The former Swindon Town boss succeeds Martin O'Neill, who was sacked in the wake of a 1-0 defeat to Manchester United on Saturday that leaves the club just one point clear of the relegation zone with seven games remaining.
Di Canio arrived at the club for talks on Sunday evening and his appointment was quickly confirmed via the club's official website.
Chairman Ellis Short said: "Paolo is hugely enthused by the challenge that lies ahead of him. He is passionate, driven and raring to get started.
"The sole focus of everyone for the next seven games will be to ensure we gain enough points to maintain our top-flight status. I think that the chances of that are greatly increased with Paolo joining us.
"Our fans have shown tremendous patience and understanding this season. They have continued to back the team in huge numbers, both home and away, and that is something that continues to inspire all of us in our drive to give them the successful club they deserve. That remains our primary aim."
The Italian, who represented Sheffield Wednesday, West Ham and Charlton during a colourful playing career in England, landed his first managerial job when taking charge of Swindon in May 2011.
He led the club to promotion in his first season in charge as Swindon finished top of the League Two table with 93 points.

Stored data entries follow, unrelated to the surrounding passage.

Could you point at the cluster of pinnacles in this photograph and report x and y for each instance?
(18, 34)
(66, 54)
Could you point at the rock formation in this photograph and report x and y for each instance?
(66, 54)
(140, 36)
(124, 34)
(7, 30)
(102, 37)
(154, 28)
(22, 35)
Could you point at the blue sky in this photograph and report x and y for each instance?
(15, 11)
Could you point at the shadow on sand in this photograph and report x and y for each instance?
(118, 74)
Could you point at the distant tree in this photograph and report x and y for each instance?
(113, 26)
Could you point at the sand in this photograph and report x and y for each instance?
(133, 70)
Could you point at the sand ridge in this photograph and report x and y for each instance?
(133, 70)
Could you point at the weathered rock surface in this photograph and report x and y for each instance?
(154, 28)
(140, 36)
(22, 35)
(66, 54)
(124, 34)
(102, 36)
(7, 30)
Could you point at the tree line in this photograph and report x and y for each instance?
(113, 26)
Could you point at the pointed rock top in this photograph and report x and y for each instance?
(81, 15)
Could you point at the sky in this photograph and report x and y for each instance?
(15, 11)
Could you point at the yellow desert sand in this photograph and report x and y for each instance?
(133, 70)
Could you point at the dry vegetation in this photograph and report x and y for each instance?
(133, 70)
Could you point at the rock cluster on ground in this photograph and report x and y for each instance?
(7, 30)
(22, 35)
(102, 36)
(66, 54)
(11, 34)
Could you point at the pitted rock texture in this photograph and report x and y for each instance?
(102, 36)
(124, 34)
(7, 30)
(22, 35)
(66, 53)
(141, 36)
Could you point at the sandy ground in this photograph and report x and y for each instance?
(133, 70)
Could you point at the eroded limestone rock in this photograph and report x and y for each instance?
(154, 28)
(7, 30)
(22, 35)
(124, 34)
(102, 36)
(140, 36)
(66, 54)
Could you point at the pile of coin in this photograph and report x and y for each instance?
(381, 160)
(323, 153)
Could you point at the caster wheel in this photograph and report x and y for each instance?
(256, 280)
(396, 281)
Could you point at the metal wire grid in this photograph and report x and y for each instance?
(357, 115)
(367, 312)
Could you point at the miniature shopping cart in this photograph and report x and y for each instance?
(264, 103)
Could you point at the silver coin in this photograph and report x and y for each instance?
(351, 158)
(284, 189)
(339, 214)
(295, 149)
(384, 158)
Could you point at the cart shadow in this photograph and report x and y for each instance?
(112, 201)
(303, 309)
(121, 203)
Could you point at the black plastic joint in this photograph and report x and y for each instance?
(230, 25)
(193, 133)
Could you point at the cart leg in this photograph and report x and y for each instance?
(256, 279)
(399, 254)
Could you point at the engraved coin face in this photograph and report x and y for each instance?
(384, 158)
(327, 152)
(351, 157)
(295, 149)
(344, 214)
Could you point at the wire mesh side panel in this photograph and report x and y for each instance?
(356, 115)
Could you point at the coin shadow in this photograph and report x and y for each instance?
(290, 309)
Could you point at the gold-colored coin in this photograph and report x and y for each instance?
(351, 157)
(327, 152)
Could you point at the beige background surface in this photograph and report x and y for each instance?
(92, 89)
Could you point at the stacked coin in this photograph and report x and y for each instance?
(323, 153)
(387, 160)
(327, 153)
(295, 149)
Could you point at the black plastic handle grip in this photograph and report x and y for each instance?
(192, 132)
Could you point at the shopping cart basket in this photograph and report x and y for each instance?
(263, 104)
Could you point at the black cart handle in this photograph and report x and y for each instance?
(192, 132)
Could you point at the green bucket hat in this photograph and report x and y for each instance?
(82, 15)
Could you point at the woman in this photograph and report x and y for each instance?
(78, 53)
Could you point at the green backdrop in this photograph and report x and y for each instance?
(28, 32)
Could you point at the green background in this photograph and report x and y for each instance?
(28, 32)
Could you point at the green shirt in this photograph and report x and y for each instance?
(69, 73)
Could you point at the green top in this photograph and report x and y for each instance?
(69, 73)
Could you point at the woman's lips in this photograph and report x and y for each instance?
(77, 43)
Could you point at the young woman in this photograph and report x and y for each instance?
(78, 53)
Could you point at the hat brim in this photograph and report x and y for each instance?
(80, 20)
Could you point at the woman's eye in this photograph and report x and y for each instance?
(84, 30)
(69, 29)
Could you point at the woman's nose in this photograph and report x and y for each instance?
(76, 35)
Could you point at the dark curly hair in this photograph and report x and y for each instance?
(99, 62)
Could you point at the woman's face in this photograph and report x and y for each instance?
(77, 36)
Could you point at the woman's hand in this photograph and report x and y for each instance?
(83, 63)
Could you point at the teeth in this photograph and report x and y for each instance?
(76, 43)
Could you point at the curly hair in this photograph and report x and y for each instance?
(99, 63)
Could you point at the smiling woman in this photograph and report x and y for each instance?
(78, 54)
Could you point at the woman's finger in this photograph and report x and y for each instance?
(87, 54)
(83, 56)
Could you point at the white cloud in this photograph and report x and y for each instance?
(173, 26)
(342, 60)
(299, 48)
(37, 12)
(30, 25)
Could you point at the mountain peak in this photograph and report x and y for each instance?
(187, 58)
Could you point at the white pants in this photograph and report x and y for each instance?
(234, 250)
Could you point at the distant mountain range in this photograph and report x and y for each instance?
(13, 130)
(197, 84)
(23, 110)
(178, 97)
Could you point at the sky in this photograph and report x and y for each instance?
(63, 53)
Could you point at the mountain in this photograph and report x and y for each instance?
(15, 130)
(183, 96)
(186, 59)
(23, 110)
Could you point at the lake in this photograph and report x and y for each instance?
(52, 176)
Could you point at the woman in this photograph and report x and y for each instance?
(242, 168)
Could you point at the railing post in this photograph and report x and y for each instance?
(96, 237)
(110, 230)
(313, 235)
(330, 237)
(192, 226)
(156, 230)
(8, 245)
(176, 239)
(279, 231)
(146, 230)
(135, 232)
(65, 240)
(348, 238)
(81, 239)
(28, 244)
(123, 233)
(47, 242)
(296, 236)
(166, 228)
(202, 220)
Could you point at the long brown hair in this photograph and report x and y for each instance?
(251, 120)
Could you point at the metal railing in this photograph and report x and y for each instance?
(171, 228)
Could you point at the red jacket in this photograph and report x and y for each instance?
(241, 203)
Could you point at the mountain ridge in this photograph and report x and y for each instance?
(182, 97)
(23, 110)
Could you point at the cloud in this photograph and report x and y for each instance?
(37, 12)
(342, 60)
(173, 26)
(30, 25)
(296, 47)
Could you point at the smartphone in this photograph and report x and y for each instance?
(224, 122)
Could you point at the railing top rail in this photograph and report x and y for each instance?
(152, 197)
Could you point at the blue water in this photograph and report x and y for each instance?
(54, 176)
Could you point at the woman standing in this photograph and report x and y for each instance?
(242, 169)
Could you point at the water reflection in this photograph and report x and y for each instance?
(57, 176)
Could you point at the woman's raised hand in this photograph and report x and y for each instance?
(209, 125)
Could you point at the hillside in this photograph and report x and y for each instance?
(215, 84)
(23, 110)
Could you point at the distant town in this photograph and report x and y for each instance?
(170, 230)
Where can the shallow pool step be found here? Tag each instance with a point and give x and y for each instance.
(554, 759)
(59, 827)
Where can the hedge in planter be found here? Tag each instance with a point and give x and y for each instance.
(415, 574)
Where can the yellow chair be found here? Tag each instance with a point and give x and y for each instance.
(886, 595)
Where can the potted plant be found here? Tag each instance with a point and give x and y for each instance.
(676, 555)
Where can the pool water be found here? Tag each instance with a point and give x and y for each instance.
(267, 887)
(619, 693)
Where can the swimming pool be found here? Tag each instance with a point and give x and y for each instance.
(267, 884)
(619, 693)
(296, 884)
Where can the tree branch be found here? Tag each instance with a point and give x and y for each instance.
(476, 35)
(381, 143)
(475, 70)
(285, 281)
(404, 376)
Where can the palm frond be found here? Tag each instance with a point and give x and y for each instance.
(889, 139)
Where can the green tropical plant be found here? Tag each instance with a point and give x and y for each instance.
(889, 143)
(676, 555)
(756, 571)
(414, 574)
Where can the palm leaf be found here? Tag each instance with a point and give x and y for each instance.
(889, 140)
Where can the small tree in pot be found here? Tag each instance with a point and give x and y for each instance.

However, with Swindon sixth in League One and in contention for back-to-back promotions, Di Canio resigned in February, blaming "a number of broken promises" from the club's hierarchy for making his position "untenable".
During his time in charge of the club, Di Canio was involved in a number of public disputes with his players. He was also a controversial figure during a playing career which saw him represent Lazio, Juventus, Napoli, Milan and Celtic as well as star in the Premier League.
At Lazio he was roundly criticised for giving a 'Roman salute' in a derby win over Roma and later stated: "I am a fascist, not a racist."
Di Canio's political leanings have already resulted in one high-profile departure at Sunderland, with director David Miliband - a former foreign secretary in the Labour government - announcing he would be resigning from his position.
"I wish Sunderland AFC all success in the future," Miliband said. "It is a great institution that does a huge amount for the North East and I wish the team very well over the next vital seven games.
"However, in the light of the new manager’s past political statements, I think it right to step down."